National Recreation Trails - FAQs

Yes. Section 4 of the National Trails System Act of 1968, as amended (16 U.S.C. 1243), authorized the designation of National Recreation Trails (NRT) by the Secretary of the Interior and the Secretary of Agriculture as components of the National Trails System. The NRT system was intended by Congress to compliment National Scenic and Historic Trails (NSHT) by providing a national recognition program designed to elevate and promote State, local, and community trails for their local and regional significance.
The first NRT was designated in 1969. Currently, there are almost 1,300 NRT in all 50 states, including the District of Columbia and Puerto Rico.
The Secretary of Agriculture has the authority to designation NRTs only on U.S. Forest Service lands. The Secretary of Interior has the authority to designate NRTs on all other Federal, State and local lands with land owner consent.
National Scenic and Historic Trails (NSHTs) are legislatively designated by Congress and have a wide breadth of authorities, including land acquisition and financial assistance. NSHTs have a designated Federal land agency to administer and provide oversight for the trail. NSHTs require a comprehensive management plan. NSHTs must demonstrate national significance, usually involve some Federal lands, and often require a NPS-led study report to determine eligibility.

For NRTs, there is no designated Federal oversight responsibility, investment, management, or other involvement beyond the designation recognition. The program allows locally managed trails to be recognized for their contribution to the Nation’s system of public trail access and outdoor enjoyment. Many agencies, communities, and States pursue NRT designation to highlight the trail for tourism marketing, promote public access, and to recognize trails as a recreation amenity value for communities.
National Water Trails (NWTs) are a sub-category of the National Recreation Trail Program. The sub-category of “National Water Trails” was allowed through the National Trails Act and clarified by Secretary’s Order (SO) 3319 as a means to acknowledge the different management needs of land-based and water-based trails for access, recreation, visitor use and safety, as well as marketing and tourism purposes.
No. NRT designation does not have the potential or the authority to condemn or limit private land use. All designated trails must already have existing public access, legal easement, or fee title along the entire length of the land segment or along navigable public waters, in the case of a water trail. Public access includes trailheads or river access points. All jurisdictional “landowners” along the trail must document their support in writing as part of the application process. There is no real, implied, or intended additional restrictions on adjacent land use generated by Federal recognition other than what is already in place by the management entity, local zoning, or State law. NRT trails are often part of extended local trail networks and systems in place in cities, communities, and State entities. If a land owner of an existing NRT no longer wants to be part of the NRT Program, their status as a designated NRT will be rescinded. Acknowledgment of their removal from the program will be documented, and their trail will be removed from the NRT database.

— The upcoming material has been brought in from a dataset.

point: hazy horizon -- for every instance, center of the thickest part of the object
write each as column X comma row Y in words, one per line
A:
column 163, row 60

No. All management and maintenance of the trail remains solely to the existing land manager / owner.
1) The trail must be open to public use, have no gaps, and be designed, constructed, and maintained according to best management practices, in keeping with the use anticipated.

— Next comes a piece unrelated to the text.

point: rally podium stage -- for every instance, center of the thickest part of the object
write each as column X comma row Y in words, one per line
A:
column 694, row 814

2) The trail is in existence and will be available for public use for at least 10 consecutive years.
3) The trail is in compliance with applicable land use plans and environmental laws.
4) All public and private land owners of trail lands or waters who property the trail crosses have been notified and haven given written consent.

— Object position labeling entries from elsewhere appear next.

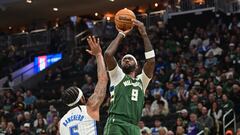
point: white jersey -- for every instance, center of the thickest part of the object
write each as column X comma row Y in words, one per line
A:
column 77, row 122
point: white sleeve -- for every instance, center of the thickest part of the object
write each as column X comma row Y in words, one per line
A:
column 145, row 80
column 116, row 75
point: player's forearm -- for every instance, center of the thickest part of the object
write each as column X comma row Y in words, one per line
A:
column 98, row 96
column 111, row 50
column 147, row 44
column 101, row 69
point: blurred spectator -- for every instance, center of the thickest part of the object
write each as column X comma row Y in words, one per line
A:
column 226, row 104
column 235, row 96
column 194, row 126
column 29, row 98
column 18, row 122
column 171, row 91
column 155, row 129
column 27, row 118
column 193, row 104
column 10, row 129
column 180, row 130
column 163, row 131
column 52, row 129
column 184, row 116
column 143, row 129
column 216, row 113
column 40, row 126
column 49, row 76
column 159, row 106
column 147, row 109
column 157, row 89
column 206, row 121
column 27, row 129
column 88, row 87
column 39, row 117
column 9, row 82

5) Trails on state, local government, or private land (anything other than Federal) must have a letter of support from their appropriate State Trail Administrator.

For non-U.S. Forest Service lands, DOI agencies, State entities and local communities around the country nominate their trail for NRT designation through an annual application process. Applications are accepted through November 1. After that time, it is the National Park Service's responsibility to review applications based on NRT criteria, supporting documentation, and field review to determine if nominated trails should be considered for designation by the Secretary of the Interior.